PrivacyPortfolio implements data privacy and security control mechanisms based on the NIST 800-53r5 SP, NIST Privacy Framework, and NIST AI Framework, and these control mechanisms include data privacy impact assessments and automated decision-making technology assessments, which are always conducted on PrivacyPortfolio's practices and each vendor's practices. Publishing these assessments may result in exposing a company's trade secrets. One company complained that "the date of our written contract with third parties authorizing them to process personal information" is a trade secret. More than one company believes that the LLM models (and other components) used in their products and services are also trade secrets. Anyone can submit a request to PrivacyPortfolio or file a complaint if assessments we publish expose security vulnerabilities which are not responsibly disclosed.

5. Stakeholder Engagement:  PrivacyPortfolio incorporates stakeholder input into every assessment of AI technologies including users, experts, investors, and advocacy groups, to gather feedback on AI vendor systems and practices. defined procedures for reporting and addressing AI performance and security issues:
Email stakeholder@privacyportfolio.com to subscribe to Decision Diary alerts

6. Training and Awareness:  Provide ongoing training and awareness programs for consumers and vendor employees on responsible AI practices, ethical considerations, and compliance with privacy regulations.

Policy Revisions, Implementation, and Review

This Responsible AI Policy shall be reviewed and updated annually or as needed to reflect changes in technology, regulations, and best practices.
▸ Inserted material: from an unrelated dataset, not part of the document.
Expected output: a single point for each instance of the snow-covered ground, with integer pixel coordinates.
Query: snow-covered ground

Violations of this policy will require updating our AI Policy to reflect actual practices not remedied within 3 months of discovery.

This policy is published on our public websites: https://privacyportfolio.com and https://Yo-ai.ai, in our vendor contracts and/or agreements, and Vendor Notification Campaigns. Registered stakeholders can subscribe to this policy and receive notifications by email of any changes.

Summary

PrivacyPortfolio's mission is to be transparent about the use of AI within the context of managing personal data with vendors and third parties.
PrivacyPortfolio makes good faith efforts to advance the responsible use of AI technologies by setting a good example by using an independent third party to validate compliance with our Responsible AI Policy through robust certification requirements.